Police charged a Langley High School math teacher, Matthew Thorsen, this week with three counts of indecent liberties with a child and using a device to solicit a minor. A judge ordered him held without bond.
He was one of three Fairfax County Public Schools employees charged in separate cases in a single week. A Hayfield Secondary finance technician, Stephanie Gale, is accused of embezzling more than $40,000. A FCPS employee, Trevor Papavasiliou, is charged with taking $1,200 in tools.
Start with what this is not. Three arrests do not prove a 25,000-employee school system is rotten. Every large organization employs people who break the law.

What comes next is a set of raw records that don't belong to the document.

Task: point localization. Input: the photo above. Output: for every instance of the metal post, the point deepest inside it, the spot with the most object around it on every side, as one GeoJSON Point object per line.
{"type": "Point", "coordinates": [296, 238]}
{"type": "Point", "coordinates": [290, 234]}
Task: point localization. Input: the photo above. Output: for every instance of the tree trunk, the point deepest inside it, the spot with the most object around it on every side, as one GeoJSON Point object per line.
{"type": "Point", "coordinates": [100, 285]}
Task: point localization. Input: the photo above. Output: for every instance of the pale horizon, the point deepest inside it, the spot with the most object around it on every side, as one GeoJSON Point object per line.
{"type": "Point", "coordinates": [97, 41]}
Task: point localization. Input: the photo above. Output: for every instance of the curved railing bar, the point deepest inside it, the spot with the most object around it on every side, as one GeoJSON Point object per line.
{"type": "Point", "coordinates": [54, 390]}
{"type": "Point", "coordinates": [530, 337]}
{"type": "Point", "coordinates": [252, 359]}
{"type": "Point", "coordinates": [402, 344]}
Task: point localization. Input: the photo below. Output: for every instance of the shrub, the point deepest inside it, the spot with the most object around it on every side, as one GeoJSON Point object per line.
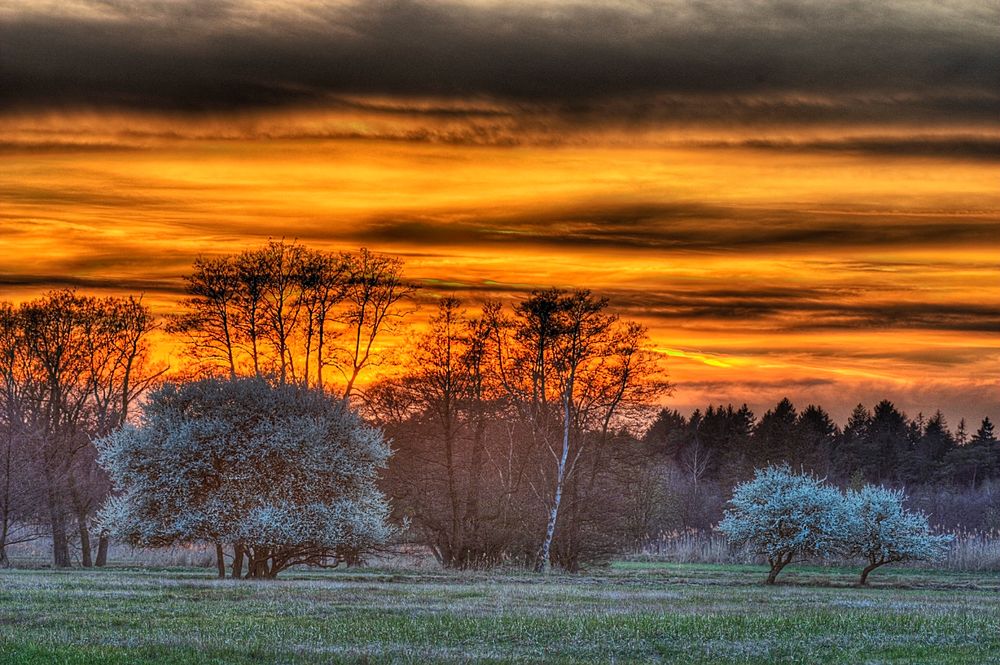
{"type": "Point", "coordinates": [882, 531]}
{"type": "Point", "coordinates": [786, 517]}
{"type": "Point", "coordinates": [285, 474]}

That is human nature, not a policy failure.
Give FCPS its due. It placed Thorsen on administrative leave and suspended the other two once the allegations surfaced. On paper, the process worked.
But trust is measured by what an institution does when the investigation threatens the institution itself. On that count, this year has not been reassuring.
When an 18-year-old was convicted of groping girls at a Fairfax high school, FCPS commissioned an outside review of its own handling of the case. The review backed FCPS.
Then Superintendent Michelle Reid’s administration concluded it had “acted promptly and appropriately” — and declined to release the full external report. Parents were asked to accept the verdict without seeing the evidence behind it.
That same case drew a federal investigation into how the school system handled the assault allegations.
It is not the only one. FCPS is being sued over its response to a classroom “kidnapping skit” aimed at a Muslim student, and a U.S. House committee opened an antisemitism probe into the division.
Superintendent Michelle Reid runs the administration that conducts these personnel investigations. School Board Chair Sandy Anderson (Springfield District) and the Democrat-endorsed twelve-member board she leads are responsible for overseeing every one of them.
Two of this week’s cases involve money. One involves a child. The families of Fairfax students are entitled to know that when FCPS says it is “handling” a case, handling means the truth comes out — not that the institution clears itself one more time.
FCPS reviewed itself. FCPS backed itself. FCPS sealed the report. That is the record the community is being asked to set aside.
The three employees will have their day in court. The harder question is for the system that employs them: when the next investigation embarrasses FCPS, will it choose transparency or itself? Every seat on the Fairfax County School Board is on the ballot in November 2027.